Surgical implications of the microbiome in the treatment of pancreatic cancer
Pancreatectomy for pancreatic cancer is a complex operation that, like other surgeries, has the potential for complications. The most discussed and notable complication is a postoperative pancreatic fistula (POPF) which can range in severity and outcome [101]. Prior research has demonstrated that patients who develop postpancreatectomy complications, such as POPF, are less likely to receive adjuvant therapy and subsequently have decreased survival compared to patients without postpancreatectomy complications [102]. Interestingly, patients with a POPF that is positive for bacterial growth, compared to sterile POPF collections, have a higher risk of postoperative hemorrhage (42.4% vs 21.7%, P= 0.009), sepsis (38.1% vs 6.5%, P< 0.001), and 90-day mortality (19.5% vs 4.3%, P= 0.013), respectively [103]. Whether this bacterial contamination is causative or associative is open for investigation but evidence exists for bacteria contributing to gastrointestinal anastomotic leaks [104]. Schmitt and colleagues [105] performed 16S rRNA gene sequencing on stool samples from patients prior to pancreatectomy and compared the microbiota community structure to at least two samples within the first ten days in the post-operative period as well as to additional samples when a complication was diagnosed. Three unique bacterial communities were noted with increased abundance of operational taxonomic units composed of Akkermansia, Enterobacteriaceae, and Bacteroidales as well as a decrease in Lachnospiraceae, Prevotella, and Bacteroides, in patients with increased risk of post-operative complications compared to the other two groups. Given these findings, it is imperative to mitigate risk factors that contribute to complication risk for which the microbiome may play an integral role.
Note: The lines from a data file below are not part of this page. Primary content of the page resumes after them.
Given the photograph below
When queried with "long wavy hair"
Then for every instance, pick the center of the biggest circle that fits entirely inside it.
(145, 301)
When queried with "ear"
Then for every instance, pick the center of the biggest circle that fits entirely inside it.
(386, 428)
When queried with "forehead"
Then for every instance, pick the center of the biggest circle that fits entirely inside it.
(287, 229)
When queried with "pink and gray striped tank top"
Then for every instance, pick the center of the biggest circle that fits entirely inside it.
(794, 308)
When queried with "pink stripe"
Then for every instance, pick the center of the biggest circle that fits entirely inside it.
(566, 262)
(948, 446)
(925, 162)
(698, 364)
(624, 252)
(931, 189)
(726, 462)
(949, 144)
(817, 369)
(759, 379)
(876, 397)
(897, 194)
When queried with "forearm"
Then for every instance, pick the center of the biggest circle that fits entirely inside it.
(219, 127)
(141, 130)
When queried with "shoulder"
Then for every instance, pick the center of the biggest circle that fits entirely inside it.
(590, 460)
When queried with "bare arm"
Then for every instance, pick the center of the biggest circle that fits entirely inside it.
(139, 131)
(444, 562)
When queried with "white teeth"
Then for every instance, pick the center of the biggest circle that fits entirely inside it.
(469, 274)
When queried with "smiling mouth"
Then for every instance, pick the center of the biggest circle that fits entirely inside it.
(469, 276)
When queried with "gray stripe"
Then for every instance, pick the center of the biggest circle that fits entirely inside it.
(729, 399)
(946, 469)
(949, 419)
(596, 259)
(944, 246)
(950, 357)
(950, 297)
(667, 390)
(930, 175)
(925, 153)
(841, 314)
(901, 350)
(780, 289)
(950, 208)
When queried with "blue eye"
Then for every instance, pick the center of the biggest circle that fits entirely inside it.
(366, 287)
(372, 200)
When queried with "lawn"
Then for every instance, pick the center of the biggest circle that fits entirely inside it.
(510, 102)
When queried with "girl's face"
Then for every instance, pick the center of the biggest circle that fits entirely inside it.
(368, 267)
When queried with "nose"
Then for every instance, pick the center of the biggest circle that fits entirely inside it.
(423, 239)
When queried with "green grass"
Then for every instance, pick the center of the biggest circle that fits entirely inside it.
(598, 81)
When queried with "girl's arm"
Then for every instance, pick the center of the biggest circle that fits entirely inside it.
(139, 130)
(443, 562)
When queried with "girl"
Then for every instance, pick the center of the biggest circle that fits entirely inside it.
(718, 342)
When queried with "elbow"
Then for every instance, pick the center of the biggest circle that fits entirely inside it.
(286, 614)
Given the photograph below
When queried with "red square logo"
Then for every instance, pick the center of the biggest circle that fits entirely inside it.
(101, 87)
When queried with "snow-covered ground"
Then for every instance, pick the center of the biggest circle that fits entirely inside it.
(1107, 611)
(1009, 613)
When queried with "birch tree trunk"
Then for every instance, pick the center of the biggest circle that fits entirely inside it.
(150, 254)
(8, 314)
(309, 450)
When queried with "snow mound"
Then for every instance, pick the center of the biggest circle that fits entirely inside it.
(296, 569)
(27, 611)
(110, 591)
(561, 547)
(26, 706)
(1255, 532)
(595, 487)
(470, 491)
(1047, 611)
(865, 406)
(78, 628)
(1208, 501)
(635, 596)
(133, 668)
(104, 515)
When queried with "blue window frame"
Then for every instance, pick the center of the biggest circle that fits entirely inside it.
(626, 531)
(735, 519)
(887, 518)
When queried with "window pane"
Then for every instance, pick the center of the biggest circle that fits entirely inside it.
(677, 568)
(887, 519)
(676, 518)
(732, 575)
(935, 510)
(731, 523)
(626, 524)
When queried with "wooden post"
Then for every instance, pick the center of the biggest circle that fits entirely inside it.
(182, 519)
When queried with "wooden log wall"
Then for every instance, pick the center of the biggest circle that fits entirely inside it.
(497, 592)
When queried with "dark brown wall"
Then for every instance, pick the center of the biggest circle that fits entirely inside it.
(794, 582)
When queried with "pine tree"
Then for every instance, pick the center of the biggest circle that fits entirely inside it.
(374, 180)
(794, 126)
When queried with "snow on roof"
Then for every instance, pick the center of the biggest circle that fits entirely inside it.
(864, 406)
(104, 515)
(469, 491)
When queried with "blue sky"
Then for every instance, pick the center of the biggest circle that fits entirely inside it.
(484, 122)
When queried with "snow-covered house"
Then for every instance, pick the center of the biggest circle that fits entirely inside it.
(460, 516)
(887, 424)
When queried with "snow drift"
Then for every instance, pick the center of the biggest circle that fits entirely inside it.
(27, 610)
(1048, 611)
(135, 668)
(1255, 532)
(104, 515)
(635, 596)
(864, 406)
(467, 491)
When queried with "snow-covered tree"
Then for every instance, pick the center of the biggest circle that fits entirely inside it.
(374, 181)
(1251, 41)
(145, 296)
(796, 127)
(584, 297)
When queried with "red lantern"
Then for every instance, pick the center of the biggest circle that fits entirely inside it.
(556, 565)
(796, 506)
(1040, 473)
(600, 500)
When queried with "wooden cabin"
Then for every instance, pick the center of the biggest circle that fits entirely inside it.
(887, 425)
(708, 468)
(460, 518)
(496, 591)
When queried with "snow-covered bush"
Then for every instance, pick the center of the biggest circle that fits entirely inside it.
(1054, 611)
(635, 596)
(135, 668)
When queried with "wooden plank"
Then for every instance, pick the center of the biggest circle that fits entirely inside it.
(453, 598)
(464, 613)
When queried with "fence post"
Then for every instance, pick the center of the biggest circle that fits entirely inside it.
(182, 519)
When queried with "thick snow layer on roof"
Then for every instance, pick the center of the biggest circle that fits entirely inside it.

The microbiome as a predictor of postoperative survival in pancreatic cancer
In addition to the potential application of gut microbiota in PDAC detection, the characteristics of intrapancreatic tumor microbiota is proposed to predict survival for patients with PDAC. Riquelme and colleagues investigated a cohort of patients who underwent surgical resection of PDAC and dichotomized them into 21 long-term survivors (LTS) and 22 short-term survivors (STS) [59]. A positive association was noted in the LTS cohort compared with STS based on increased intrapancreatic microbiota diversity. Subsequently, the finding was validated in a second independent patient cohort of 15 LTS and 10 STS from a different institution. Bacteria genus Saccharopolyspora, Pseudoxanthomona, Streptomyces, and species Baccilus clausii had excellent capacity to predict LTS after pancreatectomy by receiver operator characteristic analysis as indicated by an area under the curve of 97.5 in the discovery cohort and 99.2 in the validation cohort). Furthermore, immunohistochemistry and immunofluorescent staining with various immune cell markers revealed a significant correlation between CD3, CD8, and Granzyme B positive tissue expression and long-term PDAC survivorship after resection. Interestingly, when the antibiotic-treated mice were orally gavaged with stool derived from LTS or STS patients, the mice with orthotopic pancreatic cancer xenograft derived from syngeneic KPC mice recapitulated the patient tumor growth phenotype in vivo. Overall, the tumor and fecal microbiota of pancreatic cancer patients may serve as a potent biomarker to predict patient survivorship.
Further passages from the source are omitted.